Intelligenza artificiale
Le aziende di data science utilizzano l’AI per proteggere l’ambiente e combattere il cambiamento climatico

Mentre le nazioni della Terra tentano di inventare e implementare soluzioni alla crescente minaccia del cambiamento climatico, quasi ogni opzione è sulla tavola. Investire in fonti di energia rinnovabile e ridurre le emissioni in tutto il mondo sono le strategie dominanti, ma l’utilizzo dell’intelligenza artificiale può aiutare a ridurre i danni causati dal cambiamento climatico. Come riportato da Live Mint, gli algoritmi di intelligenza artificiale possono aiutare i conservazionisti a limitare la deforestazione, proteggere le specie animali vulnerabili dal cambiamento climatico, combattere il bracconaggio e monitorare l’inquinamento dell’aria.
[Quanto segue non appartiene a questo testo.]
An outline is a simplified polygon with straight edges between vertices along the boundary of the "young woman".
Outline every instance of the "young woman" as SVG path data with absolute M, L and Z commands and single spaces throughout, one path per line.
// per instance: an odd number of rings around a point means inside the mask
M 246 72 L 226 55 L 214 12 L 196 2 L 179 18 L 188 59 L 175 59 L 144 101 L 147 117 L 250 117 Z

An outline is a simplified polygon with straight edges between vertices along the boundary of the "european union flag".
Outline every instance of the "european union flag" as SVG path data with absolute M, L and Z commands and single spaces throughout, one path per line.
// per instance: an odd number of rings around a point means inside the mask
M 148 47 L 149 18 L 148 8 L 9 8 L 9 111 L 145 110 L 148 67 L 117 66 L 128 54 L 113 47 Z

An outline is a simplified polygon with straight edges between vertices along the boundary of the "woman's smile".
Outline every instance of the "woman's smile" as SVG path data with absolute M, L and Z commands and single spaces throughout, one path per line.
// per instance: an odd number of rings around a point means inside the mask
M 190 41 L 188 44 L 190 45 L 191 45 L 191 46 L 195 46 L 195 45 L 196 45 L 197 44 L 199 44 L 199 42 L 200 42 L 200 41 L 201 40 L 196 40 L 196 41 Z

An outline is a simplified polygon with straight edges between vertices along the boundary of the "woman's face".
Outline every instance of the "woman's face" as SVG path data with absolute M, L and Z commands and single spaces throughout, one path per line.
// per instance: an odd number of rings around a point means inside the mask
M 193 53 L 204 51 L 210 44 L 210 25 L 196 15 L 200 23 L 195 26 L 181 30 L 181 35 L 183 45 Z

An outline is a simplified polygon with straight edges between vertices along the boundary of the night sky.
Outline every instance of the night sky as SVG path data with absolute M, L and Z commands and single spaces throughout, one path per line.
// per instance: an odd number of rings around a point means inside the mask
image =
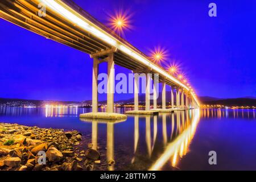
M 108 14 L 129 10 L 133 28 L 125 38 L 146 54 L 157 46 L 167 48 L 168 60 L 180 65 L 197 95 L 256 97 L 256 1 L 74 1 L 105 24 Z M 217 17 L 208 16 L 210 2 L 217 4 Z M 0 35 L 0 97 L 91 99 L 88 55 L 3 19 Z M 106 65 L 100 71 L 106 71 Z M 115 100 L 131 97 L 115 95 Z

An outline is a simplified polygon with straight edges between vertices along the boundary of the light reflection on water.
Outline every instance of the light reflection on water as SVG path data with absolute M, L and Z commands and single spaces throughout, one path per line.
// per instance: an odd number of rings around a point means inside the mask
M 129 115 L 126 121 L 79 119 L 80 114 L 89 111 L 90 109 L 79 107 L 0 108 L 0 122 L 89 133 L 93 148 L 100 147 L 106 156 L 102 160 L 115 161 L 115 165 L 102 169 L 256 169 L 251 160 L 256 159 L 256 145 L 235 142 L 256 138 L 256 123 L 246 122 L 255 121 L 254 110 L 205 109 Z M 208 152 L 212 150 L 220 154 L 218 167 L 208 163 Z M 229 150 L 236 150 L 234 155 L 242 157 L 231 162 L 232 155 L 223 154 Z M 248 150 L 254 152 L 248 154 Z

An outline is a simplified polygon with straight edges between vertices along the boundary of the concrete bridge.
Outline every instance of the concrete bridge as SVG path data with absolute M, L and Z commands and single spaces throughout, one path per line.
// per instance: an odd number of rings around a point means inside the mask
M 41 3 L 41 4 L 40 4 Z M 46 16 L 39 16 L 39 5 L 43 3 Z M 172 110 L 197 108 L 200 103 L 188 85 L 169 74 L 139 50 L 118 36 L 114 32 L 97 21 L 88 13 L 68 0 L 5 0 L 0 1 L 0 17 L 36 34 L 70 46 L 90 55 L 93 60 L 92 80 L 92 113 L 90 117 L 102 118 L 98 115 L 97 76 L 98 65 L 108 63 L 107 113 L 103 117 L 111 118 L 114 113 L 114 65 L 132 70 L 134 73 L 158 74 L 162 82 L 162 108 L 157 110 L 156 99 L 154 110 L 150 110 L 151 78 L 146 75 L 146 109 L 148 112 L 168 111 L 166 109 L 166 88 L 171 88 Z M 134 111 L 138 111 L 138 77 L 134 78 Z M 154 88 L 155 85 L 153 86 Z M 154 90 L 155 89 L 154 89 Z M 176 93 L 175 96 L 175 93 Z M 156 93 L 154 92 L 155 96 Z M 176 105 L 174 97 L 176 97 Z M 155 97 L 156 98 L 156 97 Z M 86 117 L 86 115 L 84 115 Z M 88 117 L 88 115 L 87 115 Z M 121 118 L 123 116 L 119 115 Z

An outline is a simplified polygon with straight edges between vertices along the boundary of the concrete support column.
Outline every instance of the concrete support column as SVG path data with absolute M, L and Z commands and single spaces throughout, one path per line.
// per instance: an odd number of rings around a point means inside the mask
M 174 89 L 172 86 L 171 88 L 171 102 L 172 105 L 172 108 L 174 107 Z
M 98 111 L 98 60 L 93 59 L 93 68 L 92 76 L 92 112 Z
M 107 112 L 114 113 L 114 54 L 109 55 L 108 60 L 108 94 Z
M 187 92 L 185 94 L 185 106 L 186 107 L 188 107 L 188 92 Z
M 139 110 L 139 75 L 134 75 L 134 110 Z
M 180 107 L 180 89 L 176 89 L 176 106 L 177 108 Z
M 162 109 L 166 109 L 166 81 L 162 82 Z
M 150 75 L 147 73 L 146 73 L 146 101 L 145 110 L 150 110 Z
M 184 108 L 184 90 L 181 89 L 181 108 Z
M 156 84 L 158 84 L 158 82 L 154 81 L 154 93 L 153 93 L 153 98 L 154 98 L 154 109 L 155 110 L 158 107 L 158 101 L 156 98 Z

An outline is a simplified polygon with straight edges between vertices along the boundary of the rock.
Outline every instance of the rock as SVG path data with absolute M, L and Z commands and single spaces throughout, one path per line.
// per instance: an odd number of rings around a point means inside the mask
M 108 162 L 108 164 L 109 164 L 109 166 L 113 166 L 115 164 L 115 161 L 114 159 L 110 159 Z
M 49 148 L 51 146 L 53 146 L 57 150 L 60 149 L 60 145 L 59 144 L 59 143 L 57 143 L 56 142 L 52 142 L 49 143 L 49 144 L 48 145 L 48 147 Z
M 57 162 L 63 159 L 63 155 L 57 148 L 51 147 L 46 152 L 46 158 L 49 162 Z
M 27 161 L 27 163 L 31 163 L 31 164 L 32 164 L 35 165 L 35 159 L 28 159 L 28 160 Z
M 42 143 L 37 146 L 36 147 L 34 147 L 31 150 L 31 152 L 34 155 L 36 155 L 39 151 L 46 151 L 47 150 L 47 144 Z
M 85 156 L 90 159 L 93 160 L 98 160 L 100 159 L 100 153 L 93 149 L 88 149 L 85 152 Z
M 81 136 L 80 135 L 76 135 L 76 139 L 77 140 L 80 141 L 82 140 L 82 136 Z
M 65 135 L 68 139 L 71 138 L 71 137 L 72 137 L 72 134 L 71 132 L 66 132 L 66 133 L 65 133 Z
M 9 154 L 11 150 L 4 148 L 0 148 L 0 156 L 1 155 L 7 155 Z
M 20 164 L 21 160 L 19 158 L 9 158 L 4 160 L 5 164 L 10 167 L 16 167 Z
M 27 139 L 26 138 L 22 139 L 19 143 L 24 146 L 26 146 L 27 144 Z
M 25 136 L 30 136 L 32 134 L 31 132 L 25 132 L 23 133 L 23 135 Z
M 44 167 L 43 165 L 39 164 L 36 164 L 33 170 L 34 171 L 41 171 L 43 167 Z
M 35 134 L 32 134 L 30 135 L 30 138 L 31 138 L 31 139 L 35 139 L 36 137 L 36 135 L 35 135 Z
M 77 162 L 73 160 L 72 163 L 64 163 L 61 165 L 61 168 L 64 171 L 77 171 L 78 169 L 77 166 Z M 80 166 L 79 168 L 81 166 Z
M 30 151 L 27 151 L 27 159 L 35 159 L 35 156 L 34 155 L 34 154 Z
M 12 158 L 18 157 L 22 159 L 22 154 L 18 149 L 11 150 L 9 152 L 9 155 Z
M 27 163 L 25 166 L 27 166 L 27 171 L 31 171 L 32 169 L 33 169 L 34 167 L 34 165 L 31 163 Z
M 19 169 L 19 171 L 27 171 L 27 167 L 26 166 L 22 166 Z
M 75 156 L 74 151 L 63 151 L 61 154 L 64 157 L 73 157 Z
M 7 130 L 6 133 L 9 133 L 9 134 L 14 134 L 14 133 L 17 132 L 17 131 L 18 131 L 18 130 L 16 130 L 16 129 L 12 129 L 12 130 Z
M 92 148 L 92 147 L 93 147 L 93 144 L 92 143 L 89 143 L 87 144 L 87 148 Z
La società di data science Gramener ha utilizzato il machine learning per aiutare a ottenere stime del numero di colonie di pinguini in tutta l’Antartide analizzando le immagini scattate da trappole fotografiche. Le dimensioni delle colonie di pinguini in Antartide sono diminuite drasticamente nel corso dell’ultimo decennio, a causa del cambiamento climatico. Al fine di aiutare i gruppi di conservazione e gli scienziati ad analizzare i dati delle immagini dei pinguini antartici, Gramener ha utilizzato reti neurali convolutive per pulire i dati, e una volta che i dati erano puliti, sono stati distribuiti attraverso la macchina virtuale di data science di Microsoft. Il modello sviluppato da Gramener utilizza la densità dei pinguini nelle immagini catturate per ottenere stime delle popolazioni di pinguini più velocemente e in modo più affidabile. Gramener ha anche utilizzato tecniche simili per stimare le popolazioni di salmoni in vari fiumi.
Come riportato da LiveMint, ci sono altri progetti di conservazione degli animali che utilizzano l’AI, come il Progetto di ascolto degli elefanti progettato da Conservation Metrics. Le popolazioni di elefanti in tutta l’Africa stanno soffrendo a causa del bracconaggio illegale. Il progetto utilizza algoritmi di machine learning per identificare le vocalizzazioni degli elefanti, distinguendole dai suoni fatti da altri animali. Formando modelli di machine learning per riconoscere schemi di suono unici e utilizzando dati da sensori distribuiti in tutto l’habitat degli elefanti, i ricercatori possono sviluppare un sistema che allerta potenziali attività di bracconaggio o deforestazione. Possono avere un sistema che ascolta cose come veicoli, suoni o armi, e se questi suoni vengono rilevati, gli avvisi possono essere inviati alle autorità.
Gli algoritmi di machine learning possono anche essere utilizzati per prevedere i danni che possono essere causati da eventi meteorologici estremi come tempeste e cicloni tropicali. Ad esempio, IBM ha prodotto un nuovo modello di previsione atmosferica ad alta risoluzione destinato a tracciare potenziali eventi meteorologici dannosi.
Jaspreet Bindra, autore di The Tech Whisperer e esperto di trasformazioni digitali ha spiegato a LiveMint che il machine learning è necessario per tenere il passo con i cambiamenti causati dal cambiamento climatico. Bindra ha spiegato:
“Il riscaldamento globale ha cambiato il modo in cui si fa la modellazione climatica. Utilizzare l’AI/ML è molto importante, poiché renderà le cose più veloci. Tutto ciò richiederà molta potenza di calcolo e, in futuro, i computer quantistici potrebbero svolgere un ruolo importante.”
Blue Sky Analytics, con sede a Gurugram, in India, è un altro esempio di utilizzo di algoritmi di machine learning per proteggere l’ambiente. Un’applicazione sviluppata da Blue Sky Analytics viene utilizzata per monitorare le emissioni industriali e la qualità dell’aria in generale. I dati vengono raccolti e analizzati attraverso dati satellitari e sensori a livello del suolo.
Richiede una notevole quantità di potenza di calcolo per analizzare e comprendere gli effetti ambientali di questioni come il cambiamento climatico, il bracconaggio, l’inquinamento. L’UC Berkeley sta cercando di accelerare la ricerca attraverso la crowdsourcing dei dati ambientali utilizzando smartphone e PC. Il progetto di crowdsourcing si chiama BOINC (Berkley Open Infrastructure for Network Computing). Coloro che desiderano assistere nell’analisi dei dati crowdsourcing devono semplicemente installare il software BOINC su un dispositivo scelto e, quando il dispositivo non è in uso, le risorse CPU e GPU disponibili verranno utilizzate per eseguire calcoli.